|Christopher Peak File Photo, with permission from the New Haven Independent.|
The following comes from Gabriela Soriano, a student at Hill Regional Career High School. In the past two weeks, Soriano has been one of several students across New Haven's public school system to speak out and organize against the reassignment of 53 teachers in the district. She is also one of the writers of a similar ask to the Board of Education published earlier this week in the New Haven Independent.
My civics teacher, Mr. Osborne, once taught me that we all have the liberty to exercise our First Amendment rights and to speak about issues regarding our concern for our schools. It is both ironic and fitting that I am now exercising those very rights to defend Mr. Osborne, our school community, and the education of future students.
Within the last week, the administration at Career High School and City Hall have targeted several teachers to be forcibly transferred. This is part of a larger and troubling trend in which City Hall is purging the city of some its best teachers.
The question is: why?
We have all received unclear and uncertain responses from the school about this. According to Career High School administrators, the reason for this decision is due to the low enrollment in their classes. Giving an example, they noted one class where there were allegedly only six students enrolled.
The numbers I've seen tell a different story. The lowest number of students that Mr. Osborne has taught in a single class this year was 12 students in the first semester and 17 in the second semester. The lowest class size for Mr. Brennan this year was 16 students for both semesters.
What’s more, both teachers have also taught multiple classes in which students are enrolled to the maximum capacity. In total, Mr. Osborne has taught 178 students and Mr. Brennan has taught 189 students for the 2018-2019 school year.
These are the facts—plain and simple—so let them be known
On May 31 of this year, New Haven Public Schools (NHPS) Chief Operating Officer Michael Pinto sent out a letter to all of the NHPS teachers. In his letter, Pinto included this question that the district had asked all principals:
“Based on the staffing model what staff could you reduce without impacting the instructional program or affecting the social emotional learning for students.”
The principals were to choose to transfer out teachers in their own schools without affecting these two conditions. But at Career, the school targeted teachers who are beloved by the students, essential to our education, and excellent at what they do.
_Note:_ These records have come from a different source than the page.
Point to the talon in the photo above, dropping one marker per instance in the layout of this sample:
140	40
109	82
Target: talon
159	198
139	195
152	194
The loss of these teachers is especially devastating because they taught Advanced Placement (AP) classes and now it is unclear whether AP level classes will even be taught next year. Last year, Career lost its AP Physics and AP Computer Science teachers, and was unable to offer these classes for the 2018-2019 school year. Furthermore, the school will not be able to offer them until other teachers receive certification to teach those two AP classes.
In the same way, if Mr. Osborne and Mr. Brennan leave Career, both AP World History and AP Psychology will not be taught in the following years until other teachers are certified. If Career has not found other staff to teach AP Physics and AP Computer Science, what is there to prove that they will find others to teach AP World History and AP Psychology? In the event that this decision carries out, Career would have lost four AP classes in the past two years.
In a letter from Superintendent of Schools Dr. Carol Birks to the NHPS families sent out on June 3, she stated that the “Primary focus is to make children and academic achievement our first priorities.”
This simply doesn’t appear to be true. By removing these teachers, Dr. Birks is depriving students of the opportunity to take AP classes.
It is extremely evident that the entire student body genuinely cares about both of these teachers. On Friday May 31, many students at Career were brought to tears when they were notified that their favorite teachers were being transferred out. Personally, Mr. Osborne and Mr. Brennan are two of the only teachers at Career that I genuinely trust and will go to whenever I have a problem or just need to talk.
They really listen to what I have to say and make me feel really special and important, something that no other teacher or adult at Career can ever make me feel. If both of these teachers leave, there will be no one in my entire school where I can go to for guidance and support. I am speaking for all of the students at Career. We all share the same feelings for these two teachers and will be emotionally devastated if they have to leave us.
A school needs to be a safe and nurturing environment for all students. The adults that constitute the staff at Career need to provide the students with the environment that they deserve. Mr. Brennan and Mr. Osborne establish and build the foundation of their trusting relationships from the very beginning when students first enter the school. As the time passes, they build onto these relationships by not only teaching students in a way in which they understand and apply the concepts to their lives, but by also becoming their friend and deeply caring for them.
Their presence can never be replaced by any other teacher at the school. Relationships are formed from the very beginning, not when students are about to graduate high school. One cannot simply expect students to feel safe, secure, and trusted with a teacher that does not care about the students in the way that Mr. Osborne and Mr. Brennan do. Both our beloved history teachers need to stay. Career would not be the same without them.
Many people talk about what is best for students, but rarely does anyone actually ask us—the ones who lives, educations, and futures are at stake.
So, Dr. Birks, please hear us now. Help us. Protect our educations. Do not remove these teachers!